To assess the impact of sintilimab treatment on gene expression dynamics, we applied the LCGI method, identifying genes with consistent directional changes, either upregulated or downregulated, at both A1T and A2T stages, while rigorously excluding genes exhibiting similar BT expression changes. This approach yielded 13 DEGs, comprising two upregulated and 11 downregulated genes (Figure 3).

Figure 3

Figure 3. Venn diagram of DEGs across the three distinct stages: BT, A1T, A2T.

To capture progressive transcriptional adaptations, we retained a primary threshold of p < 0.05 and |log₂ fold change| > 1 (highlighted as green dots on volcano plots) across all comparisons, while relaxing the fold change cutoff to |log₂FC| > 0.5 specifically for the adjacent A2T phase to detect subtler expression shifts. Heatmaps (Figures 4, 5) visualize critical gene expression patterns across samples post-first and second treatment cycles, with hierarchical clustering dendrograms at the top illustrating sample similarity.

Figure 4

Figure 4. Heatmap of DEGs after the first treatment of sintilimab.

Figure 5

Figure 5. Heatmap of DEGs after the second treatment of sintilimab.

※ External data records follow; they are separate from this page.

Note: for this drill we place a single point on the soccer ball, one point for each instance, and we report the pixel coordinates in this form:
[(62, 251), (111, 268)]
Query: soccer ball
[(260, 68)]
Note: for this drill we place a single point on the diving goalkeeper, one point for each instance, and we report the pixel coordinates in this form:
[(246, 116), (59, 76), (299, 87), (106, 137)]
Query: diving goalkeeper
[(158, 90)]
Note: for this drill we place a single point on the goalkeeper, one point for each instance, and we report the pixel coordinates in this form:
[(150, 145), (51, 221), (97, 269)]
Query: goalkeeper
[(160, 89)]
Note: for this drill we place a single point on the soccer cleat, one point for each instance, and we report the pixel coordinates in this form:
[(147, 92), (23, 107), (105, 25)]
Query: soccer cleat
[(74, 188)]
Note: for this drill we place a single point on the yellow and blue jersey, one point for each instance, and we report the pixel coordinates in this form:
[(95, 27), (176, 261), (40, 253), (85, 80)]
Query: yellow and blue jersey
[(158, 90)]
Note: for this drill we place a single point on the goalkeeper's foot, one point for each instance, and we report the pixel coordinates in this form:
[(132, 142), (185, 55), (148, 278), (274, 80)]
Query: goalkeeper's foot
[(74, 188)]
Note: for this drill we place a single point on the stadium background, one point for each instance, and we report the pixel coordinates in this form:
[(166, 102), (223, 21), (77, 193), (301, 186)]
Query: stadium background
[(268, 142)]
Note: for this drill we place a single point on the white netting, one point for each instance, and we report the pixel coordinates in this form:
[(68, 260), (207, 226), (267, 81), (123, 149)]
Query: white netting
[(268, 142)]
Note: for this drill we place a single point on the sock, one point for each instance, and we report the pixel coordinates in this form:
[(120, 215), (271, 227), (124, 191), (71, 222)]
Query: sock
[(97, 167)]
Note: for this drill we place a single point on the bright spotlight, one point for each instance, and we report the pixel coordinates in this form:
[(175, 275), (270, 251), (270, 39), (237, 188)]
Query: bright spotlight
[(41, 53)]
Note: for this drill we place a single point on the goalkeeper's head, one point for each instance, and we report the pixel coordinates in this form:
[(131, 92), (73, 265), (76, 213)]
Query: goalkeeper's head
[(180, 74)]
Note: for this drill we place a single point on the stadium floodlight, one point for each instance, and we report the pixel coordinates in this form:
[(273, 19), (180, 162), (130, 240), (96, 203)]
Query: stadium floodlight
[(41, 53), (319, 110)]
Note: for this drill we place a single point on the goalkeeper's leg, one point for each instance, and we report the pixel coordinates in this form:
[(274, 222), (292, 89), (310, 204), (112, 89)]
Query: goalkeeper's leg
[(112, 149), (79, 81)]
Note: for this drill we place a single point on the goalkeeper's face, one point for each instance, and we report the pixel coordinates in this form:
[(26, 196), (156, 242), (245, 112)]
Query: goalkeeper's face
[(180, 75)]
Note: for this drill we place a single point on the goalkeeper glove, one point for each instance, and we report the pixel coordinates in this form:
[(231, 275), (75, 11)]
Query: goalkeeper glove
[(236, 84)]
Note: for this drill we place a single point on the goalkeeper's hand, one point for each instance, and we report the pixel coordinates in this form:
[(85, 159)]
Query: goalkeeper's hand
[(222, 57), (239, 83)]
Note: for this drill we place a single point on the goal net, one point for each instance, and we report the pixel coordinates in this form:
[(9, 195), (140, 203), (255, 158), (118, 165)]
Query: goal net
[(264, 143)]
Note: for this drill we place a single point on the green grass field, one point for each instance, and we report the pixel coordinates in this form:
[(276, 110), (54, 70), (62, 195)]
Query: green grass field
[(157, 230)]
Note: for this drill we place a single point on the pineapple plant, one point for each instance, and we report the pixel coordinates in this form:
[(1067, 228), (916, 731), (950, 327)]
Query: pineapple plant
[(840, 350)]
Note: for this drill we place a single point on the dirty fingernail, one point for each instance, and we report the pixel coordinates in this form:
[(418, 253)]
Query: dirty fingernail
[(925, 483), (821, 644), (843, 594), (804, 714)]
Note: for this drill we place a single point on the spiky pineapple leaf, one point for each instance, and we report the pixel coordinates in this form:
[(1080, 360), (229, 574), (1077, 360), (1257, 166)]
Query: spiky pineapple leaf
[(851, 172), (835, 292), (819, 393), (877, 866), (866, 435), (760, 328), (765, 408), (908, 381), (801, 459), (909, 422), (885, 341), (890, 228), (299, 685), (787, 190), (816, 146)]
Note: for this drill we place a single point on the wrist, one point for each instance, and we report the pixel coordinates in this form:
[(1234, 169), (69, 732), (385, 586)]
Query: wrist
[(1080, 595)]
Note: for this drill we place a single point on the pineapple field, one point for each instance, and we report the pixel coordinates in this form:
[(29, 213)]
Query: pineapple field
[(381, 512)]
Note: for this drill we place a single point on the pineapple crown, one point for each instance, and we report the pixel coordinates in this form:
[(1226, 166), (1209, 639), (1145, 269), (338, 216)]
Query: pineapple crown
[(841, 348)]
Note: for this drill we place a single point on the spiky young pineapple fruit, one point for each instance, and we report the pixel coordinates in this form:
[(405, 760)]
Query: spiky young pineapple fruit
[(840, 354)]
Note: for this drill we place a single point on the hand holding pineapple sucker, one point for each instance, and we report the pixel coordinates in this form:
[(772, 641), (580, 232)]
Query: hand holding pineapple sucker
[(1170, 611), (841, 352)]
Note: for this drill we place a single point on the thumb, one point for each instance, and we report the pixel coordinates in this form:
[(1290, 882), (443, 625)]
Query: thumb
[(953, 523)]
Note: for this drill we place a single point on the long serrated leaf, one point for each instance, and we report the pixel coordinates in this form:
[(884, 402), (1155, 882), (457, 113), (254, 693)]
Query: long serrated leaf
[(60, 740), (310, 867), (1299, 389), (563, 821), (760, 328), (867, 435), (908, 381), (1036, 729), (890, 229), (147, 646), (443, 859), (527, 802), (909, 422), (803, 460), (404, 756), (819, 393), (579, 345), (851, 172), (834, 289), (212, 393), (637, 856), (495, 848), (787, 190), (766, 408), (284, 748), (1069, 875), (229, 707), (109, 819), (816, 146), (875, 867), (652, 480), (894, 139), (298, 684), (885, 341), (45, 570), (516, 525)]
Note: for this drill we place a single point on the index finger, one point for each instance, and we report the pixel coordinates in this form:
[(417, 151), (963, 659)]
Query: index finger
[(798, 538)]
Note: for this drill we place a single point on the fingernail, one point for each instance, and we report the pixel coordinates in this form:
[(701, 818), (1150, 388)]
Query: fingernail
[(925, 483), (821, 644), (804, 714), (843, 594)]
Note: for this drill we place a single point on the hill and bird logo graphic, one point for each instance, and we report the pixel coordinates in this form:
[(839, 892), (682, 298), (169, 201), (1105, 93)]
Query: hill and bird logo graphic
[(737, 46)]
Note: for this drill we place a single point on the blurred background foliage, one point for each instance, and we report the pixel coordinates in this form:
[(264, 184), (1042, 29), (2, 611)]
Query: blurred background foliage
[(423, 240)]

GO functional annotation and pathway enrichment analysis

GO enrichment results are visualized in the bubble plot (Figure 6). Key enriched terms, considering both enrichment ratio and p-value, converged on complement activation as a central biological process, implicating neuro-immune crosstalk alongside perturbations in metabolic and transport pathways that collectively contribute to thyroid irAEs.

Figure 6

Figure 6. Bubble plot of GO enrichment analysis highlighting key terms.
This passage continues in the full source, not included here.